Visualising and Analysing Multidimensional Data

1. Load packages

# eval: Whether to evaluate the code and include its results
# echo: Whether to display code along with its results
# cache: Whether to cache results for future renders

packages = c('corrplot', 'ggpubr', 'plotly', 'tidyverse')

for(p in packages){library
  if(!require(p, character.only = T)){
    install.packages(p)
  }
  library(p, character.only = T)
}

2. Corrplot

2.1 Load data

In this hands-on exercise, the Wine Quality Data Set of UCI Machine Learning Repository will be used. The data set consists of 13 variables and 6497 observations. For the purpose of this exercise, we have combined the red wine and white wine data into one data file. It is called wine_quality and is in csv file format.

Import the data into R by using read_csv() of readr package

wine <- read_csv('data/wine_quality.csv')

wine1 <- read.csv('data/wine_quality.csv')
# replace space to dot (the header)

2.2 Univariate EDA with Histogram

Multiple histograms are plottted to reveal the distribution of the selected variables in the wine quality data sets. Next, the ggarange function of ggpur package is used to group these histograms together.

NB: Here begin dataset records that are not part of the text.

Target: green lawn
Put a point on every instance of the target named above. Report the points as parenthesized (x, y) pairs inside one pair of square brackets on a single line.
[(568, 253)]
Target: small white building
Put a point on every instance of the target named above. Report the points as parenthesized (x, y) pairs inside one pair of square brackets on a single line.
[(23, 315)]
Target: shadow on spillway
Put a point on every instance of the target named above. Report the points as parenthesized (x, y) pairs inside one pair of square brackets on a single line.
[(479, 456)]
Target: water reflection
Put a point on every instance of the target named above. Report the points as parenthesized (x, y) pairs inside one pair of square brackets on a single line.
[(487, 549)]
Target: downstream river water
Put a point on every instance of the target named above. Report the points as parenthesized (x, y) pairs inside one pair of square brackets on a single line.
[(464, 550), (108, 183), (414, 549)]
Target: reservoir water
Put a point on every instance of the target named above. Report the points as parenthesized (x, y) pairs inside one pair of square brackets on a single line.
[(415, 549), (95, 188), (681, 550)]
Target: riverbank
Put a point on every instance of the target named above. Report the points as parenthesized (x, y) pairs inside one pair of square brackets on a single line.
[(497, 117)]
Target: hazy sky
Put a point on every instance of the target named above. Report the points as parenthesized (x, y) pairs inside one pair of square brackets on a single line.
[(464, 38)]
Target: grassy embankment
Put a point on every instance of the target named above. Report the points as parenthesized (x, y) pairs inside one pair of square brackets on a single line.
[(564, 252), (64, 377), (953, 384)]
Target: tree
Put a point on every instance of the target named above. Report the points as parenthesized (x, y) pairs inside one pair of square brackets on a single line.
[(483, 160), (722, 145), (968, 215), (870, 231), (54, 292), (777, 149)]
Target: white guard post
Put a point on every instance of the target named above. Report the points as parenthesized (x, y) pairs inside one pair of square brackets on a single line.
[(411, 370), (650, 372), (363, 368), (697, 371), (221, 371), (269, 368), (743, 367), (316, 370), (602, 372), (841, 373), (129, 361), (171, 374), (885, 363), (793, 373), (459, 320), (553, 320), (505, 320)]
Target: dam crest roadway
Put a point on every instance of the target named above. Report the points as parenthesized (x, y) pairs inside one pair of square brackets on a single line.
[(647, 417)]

fa <- ggplot(data=wine, aes(x= `fixed acidity`)) +
  geom_histogram(bins=20, color="black", fill="light blue")
va <- ggplot(data=wine, aes(x= `volatile acidity`)) +
  geom_histogram(bins=20, color="black", fill="light blue")
ca <- ggplot(data=wine, aes(x= `citric acid`)) +
  geom_histogram(bins=20, color="black", fill="light blue")
rs <- ggplot(data=wine, aes(x= `residual sugar`)) +
  geom_histogram(bins=20, color="black", fill="light blue")
ch <- ggplot(data=wine, aes(x= `chlorides`)) +
  geom_histogram(bins=20, color="black", fill="light blue")
fSO2 <- ggplot(data=wine, aes(x= `free sulfur dioxide`)) +
  geom_histogram(bins=20, color="black", fill="light blue")
tSO2 <- ggplot(data=wine, aes(x= `total sulfur dioxide`)) +
  geom_histogram(bins=20, color="black", fill="light blue")
density <- ggplot(data=wine, aes(x= density)) +
  geom_histogram(bins=20, color="black", fill="light blue")
pH <- ggplot(data=wine, aes(x= pH)) +
  geom_histogram(bins=20, color="black", fill="light blue")
sulphates <- ggplot(data=wine, aes(x= sulphates)) +
  geom_histogram(bins=20, color="black", fill="light blue")
alcohol <- ggplot(data=wine, aes(x= alcohol)) +
  geom_histogram(bins=20, color="black", fill="light blue")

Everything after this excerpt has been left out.